求める音楽はまだまだ遠いけれど、昨日から今日、そして明日と繋がっていく。
「じゃあ、帰るか」
「そうですね、帰りましょう」
ハジメはその場で立ち上がり、朱羅を見る。朱羅はこちらを見たまま、なかなか動かない。なんだろうと思って、ハジメは首をかしげた。
「どうしたんですか?」
「どうしたじゃねぇだろ。着替えるんだから見てんじゃねぇよ」
そう言って、朱羅は換気の為に開けていたドアを指差す。
「あ、すいません」
朱羅の言いたいことに気が付いて、ハジメはドアへと駆け寄った。
薄暗い廊下からひんやりとした風が入って来る。相変わらず薄暗い廊下には誰もいない。ドアの外から隣の体育館の音が聞こえてくる。
ドアノブを掴み、そのまま閉める。カギを掛けて朱羅の方へ戻ると、そこには唖然とした顔があった。
朱羅の元に向かい、母親に良いことをした報告をする子供の様な笑顔を向ける。
「これで大丈夫です。カギも掛けたので、誰も入ってきませんよ」
そう言って、朱羅に背を向けて座るが、その背中に蹴られた衝撃が走る。少し前に体が動くが、ダルマのようにすぐ元の位置に戻る。
「何で蹴るんですか?」
振り返って反論すると、見下したような視線が降ってきた。
「着替えるっつったら、普通出ていくだろうがよ」
今は閉まっているドアを指差し、威嚇するような声色で責めてくる。しかしハジメは淡々と答えた。
「でも、下着を取る時はこれで良かったじゃないですか。どうして出て行かなくちゃいけないんですか?」
「どうしてもだ」
すぐに返ったきた言葉には、太いトゲが付いているようだった。これ以上何か言えば、そのトゲが体を貫いてくる錯覚に陥った。
「わ、分かりましたよ。

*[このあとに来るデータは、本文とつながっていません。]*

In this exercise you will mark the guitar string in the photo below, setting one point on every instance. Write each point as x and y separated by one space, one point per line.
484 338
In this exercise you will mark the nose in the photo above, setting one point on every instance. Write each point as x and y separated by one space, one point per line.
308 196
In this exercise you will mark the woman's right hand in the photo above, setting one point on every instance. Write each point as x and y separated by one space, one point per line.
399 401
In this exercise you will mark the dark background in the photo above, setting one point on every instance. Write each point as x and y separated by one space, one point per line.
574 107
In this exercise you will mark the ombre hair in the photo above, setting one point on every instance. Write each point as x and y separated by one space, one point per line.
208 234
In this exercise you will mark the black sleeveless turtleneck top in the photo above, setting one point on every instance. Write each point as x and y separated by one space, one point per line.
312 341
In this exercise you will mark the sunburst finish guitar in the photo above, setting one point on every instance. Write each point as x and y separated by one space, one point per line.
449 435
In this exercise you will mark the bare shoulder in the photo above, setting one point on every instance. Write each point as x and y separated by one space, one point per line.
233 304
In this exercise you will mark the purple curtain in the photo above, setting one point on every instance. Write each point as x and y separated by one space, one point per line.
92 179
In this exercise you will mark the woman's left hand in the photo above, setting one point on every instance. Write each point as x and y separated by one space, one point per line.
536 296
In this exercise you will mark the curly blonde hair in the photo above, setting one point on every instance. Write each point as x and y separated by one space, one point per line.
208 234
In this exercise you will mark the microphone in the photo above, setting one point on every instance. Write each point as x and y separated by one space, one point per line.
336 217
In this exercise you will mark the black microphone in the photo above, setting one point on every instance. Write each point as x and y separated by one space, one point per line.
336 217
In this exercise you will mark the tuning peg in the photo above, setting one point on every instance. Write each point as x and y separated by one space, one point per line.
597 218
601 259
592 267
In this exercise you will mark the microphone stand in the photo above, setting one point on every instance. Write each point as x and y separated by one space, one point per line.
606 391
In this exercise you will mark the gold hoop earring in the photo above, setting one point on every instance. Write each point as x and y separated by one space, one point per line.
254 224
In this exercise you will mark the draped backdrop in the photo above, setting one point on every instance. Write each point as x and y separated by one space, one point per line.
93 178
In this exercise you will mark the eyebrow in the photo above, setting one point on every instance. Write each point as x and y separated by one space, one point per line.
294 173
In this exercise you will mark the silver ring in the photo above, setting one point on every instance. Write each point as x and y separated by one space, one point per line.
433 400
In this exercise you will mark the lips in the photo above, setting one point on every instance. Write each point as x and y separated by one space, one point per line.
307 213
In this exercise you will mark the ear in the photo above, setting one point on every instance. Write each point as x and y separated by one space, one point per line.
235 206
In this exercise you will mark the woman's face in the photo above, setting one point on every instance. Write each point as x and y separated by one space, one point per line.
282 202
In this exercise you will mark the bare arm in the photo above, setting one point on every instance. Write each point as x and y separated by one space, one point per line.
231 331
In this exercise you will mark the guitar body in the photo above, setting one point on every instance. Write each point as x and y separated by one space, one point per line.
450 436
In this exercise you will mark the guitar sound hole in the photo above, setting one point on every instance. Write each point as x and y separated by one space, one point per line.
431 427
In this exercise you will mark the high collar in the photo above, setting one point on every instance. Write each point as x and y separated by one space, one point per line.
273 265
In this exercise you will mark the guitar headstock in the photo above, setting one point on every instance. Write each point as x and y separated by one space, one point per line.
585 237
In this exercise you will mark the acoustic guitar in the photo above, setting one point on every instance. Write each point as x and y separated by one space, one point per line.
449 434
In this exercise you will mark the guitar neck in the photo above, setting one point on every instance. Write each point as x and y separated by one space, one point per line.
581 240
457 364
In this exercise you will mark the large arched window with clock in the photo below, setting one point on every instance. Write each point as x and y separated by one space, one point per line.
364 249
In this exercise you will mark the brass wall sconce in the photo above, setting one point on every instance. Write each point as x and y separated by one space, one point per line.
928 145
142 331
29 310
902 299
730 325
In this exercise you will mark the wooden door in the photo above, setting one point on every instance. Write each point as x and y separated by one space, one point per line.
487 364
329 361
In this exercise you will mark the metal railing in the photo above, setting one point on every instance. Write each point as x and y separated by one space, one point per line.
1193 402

じゃあ、僕は帰りますから」
慌てて立ち上がり、ドアの方に急いで走っていく。ドアを開け、廊下に出る。振り返ると仁王立ちした朱羅が呆れた顔で見ていた。
「それじゃあ、先輩。また明日」
「おう、またな」
軽く手を上げて応える朱羅に頭を下げ、ドアを閉めた。ドアの向こうから音が切る。先程までいた場所が急に目の前から居なくなり、本当に起きた出来事なのかと、まるで夢を見ていたかのような気持ちになった。
明かりの点いた廊下を歩いて行く。窓の外は夕闇がやってきていて、グラウンドには大きな照明が運動部員たちを照らしていた。
スマホを取り出すと、時間はすでに6時に迫っていた。
仕舞おうとしたところで思いとどまり、カメラの保存フォルダを開いた。一番上には朱羅の動画が残っている。それを見て、これまでのことは現実にあったことなんだという実感が湧いてきた。
スマホを操作し、新しいフォルダを作る。そこに動画を1つ入れると、『新規フォルダ』という味気ない名前が気になった。
少し考えて、思いついた名前を打ち込んでいく。
『ぼでぃパフォーマーズ』と変更されたフォルダに満足したところで、ハジメは教室にカバンを置きっぱなしにしていることに気が付いた。
――明日も楽しくなるぞ――
いつも以上に軽い足取りで、ハジメは教室へと駆け出した。